Наш сосед почему-то никогда не подходил к отдыхавшему в том же санатории своему непосредственному начальнику Виктору Алексеевичу Казначееву, второму секретарю Ставропольского крайкома партии. Они словно не замечали друг друга. Видно, отношения в краевой верхушке были непростые.
Казначеев был человек иного типа, чем Болдырев: очень заметный и даже шумный. Официантки порхали вокруг него, готовые исполнить любое желание второго лица в крае. Санаторий хотя и подчинялся Москве, но находился на территории края, и Казначеев вел себя по-хозяйски.

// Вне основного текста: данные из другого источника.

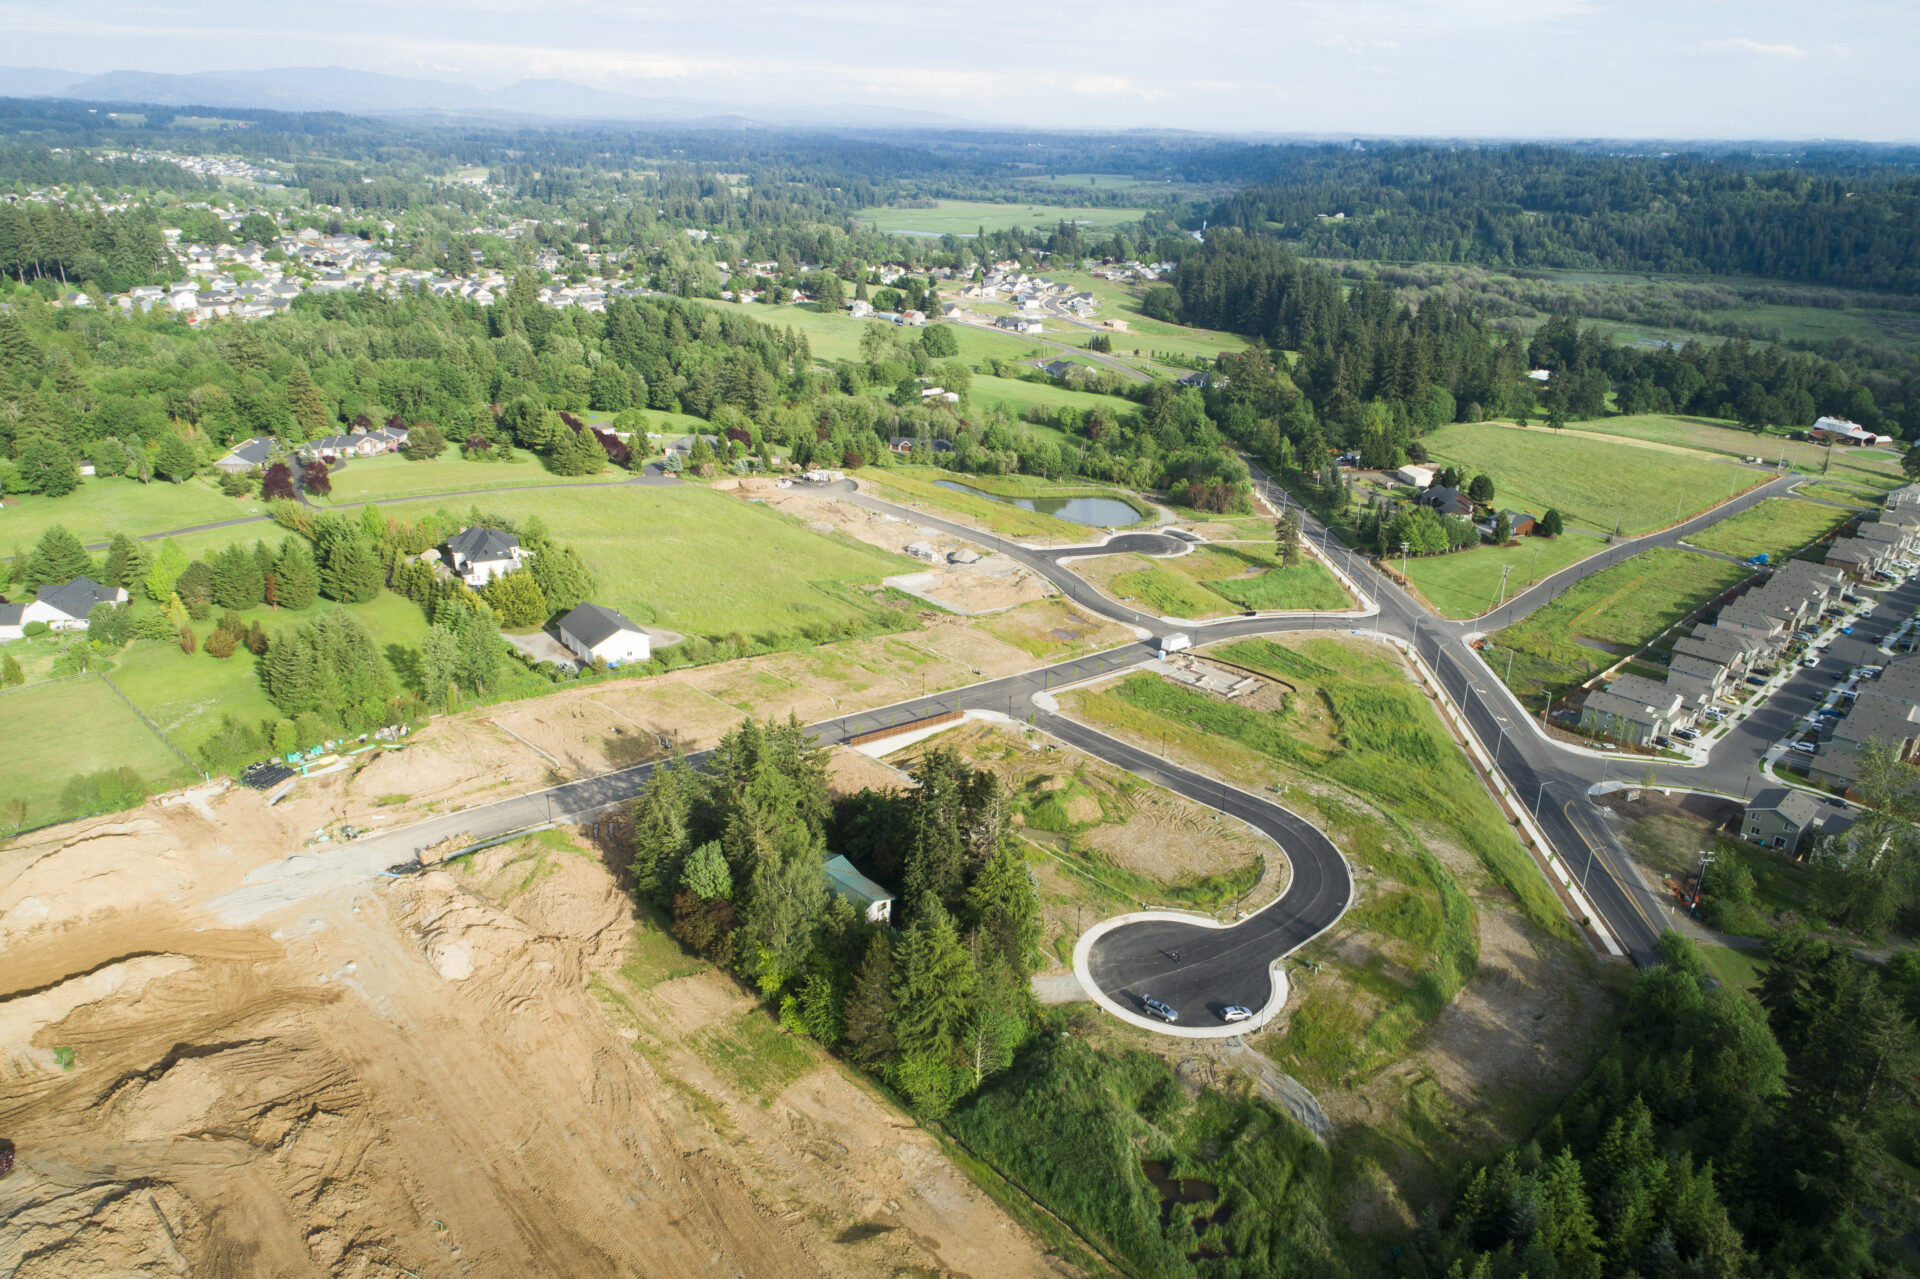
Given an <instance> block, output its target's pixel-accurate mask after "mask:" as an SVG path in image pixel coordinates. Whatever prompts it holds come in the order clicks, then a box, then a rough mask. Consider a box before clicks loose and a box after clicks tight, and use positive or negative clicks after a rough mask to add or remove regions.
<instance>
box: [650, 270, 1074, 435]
mask: <svg viewBox="0 0 1920 1279" xmlns="http://www.w3.org/2000/svg"><path fill="white" fill-rule="evenodd" d="M693 302H697V303H701V305H703V307H714V309H720V311H733V313H735V315H745V317H747V319H751V321H756V323H760V325H768V326H772V328H795V330H799V332H803V334H806V342H808V346H810V348H812V351H814V359H826V361H833V359H860V334H862V332H866V326H868V325H883V323H885V321H872V319H854V317H852V315H847V313H843V311H835V313H831V315H829V313H824V311H820V309H816V307H814V305H810V303H808V305H799V307H770V305H762V303H758V302H722V300H718V298H695V300H693ZM950 328H952V332H954V336H956V338H958V340H960V359H966V361H985V359H1031V357H1033V355H1037V353H1041V351H1043V348H1039V346H1035V344H1033V342H1027V340H1023V338H1020V334H1012V332H996V330H993V328H975V326H972V325H950ZM897 332H899V336H900V338H902V340H910V342H912V340H918V338H920V330H916V328H900V330H897ZM649 417H651V413H649ZM660 417H666V415H660ZM676 417H678V415H676ZM655 430H659V426H657V428H655Z"/></svg>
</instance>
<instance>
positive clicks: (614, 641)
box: [561, 603, 653, 666]
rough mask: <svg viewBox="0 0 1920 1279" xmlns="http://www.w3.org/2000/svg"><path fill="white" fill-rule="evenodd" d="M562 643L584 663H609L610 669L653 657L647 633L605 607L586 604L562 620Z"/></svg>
mask: <svg viewBox="0 0 1920 1279" xmlns="http://www.w3.org/2000/svg"><path fill="white" fill-rule="evenodd" d="M561 643H564V645H566V647H568V649H570V651H572V653H574V655H576V657H578V659H580V661H584V663H591V661H595V659H601V661H605V663H607V664H609V666H618V664H622V663H643V661H647V657H651V655H653V641H651V640H649V638H647V632H645V630H641V628H639V626H636V624H634V622H632V620H628V618H626V616H622V615H620V613H614V611H612V609H605V607H601V605H593V603H584V605H580V607H578V609H574V611H572V613H568V615H566V616H563V618H561Z"/></svg>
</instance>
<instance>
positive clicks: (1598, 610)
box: [1488, 547, 1751, 709]
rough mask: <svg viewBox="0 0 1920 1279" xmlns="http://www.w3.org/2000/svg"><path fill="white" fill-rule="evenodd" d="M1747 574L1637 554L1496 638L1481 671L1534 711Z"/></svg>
mask: <svg viewBox="0 0 1920 1279" xmlns="http://www.w3.org/2000/svg"><path fill="white" fill-rule="evenodd" d="M1749 572H1751V568H1745V567H1743V565H1730V563H1726V561H1724V559H1713V557H1711V555H1693V553H1690V551H1676V549H1670V547H1655V549H1651V551H1644V553H1640V555H1634V557H1632V559H1626V561H1622V563H1619V565H1613V567H1611V568H1603V570H1599V572H1596V574H1594V576H1590V578H1584V580H1582V582H1576V584H1574V586H1572V588H1569V590H1567V591H1565V593H1563V595H1559V597H1557V599H1553V603H1549V605H1546V607H1542V609H1536V611H1534V613H1532V615H1528V616H1526V618H1523V620H1521V622H1519V624H1515V626H1509V628H1505V630H1501V632H1496V634H1494V638H1492V647H1490V651H1488V663H1490V666H1492V668H1494V674H1498V676H1500V678H1501V680H1507V682H1509V686H1511V688H1513V691H1515V693H1517V695H1519V699H1521V701H1523V703H1524V705H1526V707H1528V709H1538V707H1540V699H1542V695H1546V693H1551V697H1553V699H1559V697H1565V695H1567V691H1569V689H1572V688H1576V686H1580V684H1584V682H1586V680H1588V678H1590V676H1594V674H1596V672H1599V670H1603V668H1607V666H1611V664H1613V663H1615V661H1617V659H1619V657H1624V655H1628V653H1632V651H1636V649H1640V647H1644V645H1645V643H1647V641H1651V640H1653V638H1655V636H1657V634H1661V632H1663V630H1667V628H1668V626H1672V624H1674V622H1678V620H1680V618H1682V616H1686V615H1688V613H1692V611H1693V609H1699V607H1701V605H1705V603H1707V601H1711V599H1713V597H1715V595H1718V593H1720V591H1724V590H1728V588H1730V586H1734V584H1736V582H1740V580H1743V578H1745V576H1747V574H1749ZM1509 653H1511V655H1513V661H1511V676H1509V661H1507V655H1509Z"/></svg>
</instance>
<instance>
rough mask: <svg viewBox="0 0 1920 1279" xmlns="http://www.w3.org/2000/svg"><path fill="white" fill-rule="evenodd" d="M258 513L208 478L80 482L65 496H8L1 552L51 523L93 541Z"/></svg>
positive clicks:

Кстати говоря, имя главного хозяина – первого секретаря Ставропольского крайкома – в разговорах ни разу не возникло. А ведь это был ни кто иной, как Михаил Сергеевич Горбачев. Пройдет каких-нибудь пару лет, и его имя услышит вся страна.
Характерно, что Горбачев впоследствии забрал Виктора Казначеева в Москву, но дал ему сравнительно невысокую должность заместителя министра. А нашего соседа-молчуна, Ивана Сергеевича Болдырева, посадил на свое место, сделал хозяином огромного края и членом ЦК. Помню, что это назначение заставило меня сильно усомниться в способности Горбачева подбирать кадры. Впрочем, было ли из кого выбирать? Система отрицательного отбора пагубно сказалась на качестве управленческих кадров…

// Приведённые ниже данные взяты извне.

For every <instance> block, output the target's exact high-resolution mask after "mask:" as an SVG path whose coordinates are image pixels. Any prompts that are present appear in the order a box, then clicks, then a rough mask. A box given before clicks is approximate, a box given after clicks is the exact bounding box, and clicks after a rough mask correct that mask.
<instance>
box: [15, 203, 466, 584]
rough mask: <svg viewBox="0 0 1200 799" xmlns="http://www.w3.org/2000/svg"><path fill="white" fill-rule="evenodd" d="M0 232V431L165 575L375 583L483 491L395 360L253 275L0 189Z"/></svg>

Назначением в Москву сам Горбачев был обязан не председателю КГБ Андропову, как принято считать, а главному партийному кадровику Ивану Васильевичу Капитонову, который по просьбе Брежнева подбирал кандидатов на пост секретаря ЦК по сельскому хозяйству, и, конечно же, Суслову.

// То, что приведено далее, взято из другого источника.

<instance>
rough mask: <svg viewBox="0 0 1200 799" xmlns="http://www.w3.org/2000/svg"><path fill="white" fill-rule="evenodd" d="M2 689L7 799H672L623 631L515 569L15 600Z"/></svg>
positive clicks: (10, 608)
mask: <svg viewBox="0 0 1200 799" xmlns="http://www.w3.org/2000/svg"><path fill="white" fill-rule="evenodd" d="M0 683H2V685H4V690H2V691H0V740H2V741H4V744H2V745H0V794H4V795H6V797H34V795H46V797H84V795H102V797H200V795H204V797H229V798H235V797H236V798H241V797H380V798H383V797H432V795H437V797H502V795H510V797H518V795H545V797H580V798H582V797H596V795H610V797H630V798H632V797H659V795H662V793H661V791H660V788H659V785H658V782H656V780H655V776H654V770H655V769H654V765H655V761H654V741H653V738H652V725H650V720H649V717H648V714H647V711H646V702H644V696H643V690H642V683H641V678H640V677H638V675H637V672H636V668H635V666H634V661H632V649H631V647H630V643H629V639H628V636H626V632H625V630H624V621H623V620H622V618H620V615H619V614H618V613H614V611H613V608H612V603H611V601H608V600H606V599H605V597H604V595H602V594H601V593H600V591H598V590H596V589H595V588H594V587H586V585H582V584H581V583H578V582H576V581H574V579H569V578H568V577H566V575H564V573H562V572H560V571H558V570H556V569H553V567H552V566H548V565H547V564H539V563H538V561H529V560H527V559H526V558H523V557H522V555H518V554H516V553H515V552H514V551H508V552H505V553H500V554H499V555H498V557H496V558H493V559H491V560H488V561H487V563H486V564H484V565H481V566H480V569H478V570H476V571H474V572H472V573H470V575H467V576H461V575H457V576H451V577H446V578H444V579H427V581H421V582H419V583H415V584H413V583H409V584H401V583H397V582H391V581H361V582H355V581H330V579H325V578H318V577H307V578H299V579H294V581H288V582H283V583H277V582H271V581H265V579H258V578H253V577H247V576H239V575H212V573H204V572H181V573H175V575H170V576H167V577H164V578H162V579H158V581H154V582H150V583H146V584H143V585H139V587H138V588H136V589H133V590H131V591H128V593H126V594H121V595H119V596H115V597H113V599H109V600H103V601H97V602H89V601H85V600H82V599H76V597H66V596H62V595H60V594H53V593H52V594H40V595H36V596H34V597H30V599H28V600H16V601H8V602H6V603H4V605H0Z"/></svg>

Мнения председателя КГБ Андропова относительно кадровых вопросов в партии не спрашивали. Решающий голос принадлежал Суслову. Он как бывший секретарь Ставропольского крайкома следил за своими наследниками и рано приметил Горбачева.
Приехав в Ставрополь, Суслов высоко оценивал работу крайкома:
– У города и края широкие и ясные перспективы: возглавляет трудящихся Ставрополья краевая партийная организация, закаленная в борьбе и труде, верный отряд нашей ленинской коммунистической партии.
Много позже бывший второй секретарь крайкома Виктор Казначеев рассказывал:
«Михаил Сергеевич постарался, чтобы на праздник, посвященный двухсотлетию Ставрополя, которому вручили орден Октябрьской Революции, приехал М. А. Суслов с дочерью, Майей Михайловной. Событие совпало с днем ее рождения. Раиса Максимовна Горбачева никого к ней не допускала. И, видимо, по этой причине жен других секретарей крайкома не пригласили на званый вечер, посвященный этой дате.
Михаил Сергеевич всегда восхищался Сусловым, называл его совестью партии. Ходили разговоры о том, что когда Суслов приезжал из-за границы, то оставшуюся валюту сдавал в партийную кассу. Может быть, так оно и было – для создания определенного имиджа. В день рождения Майе Михайловне преподнесли дорогие сувениры.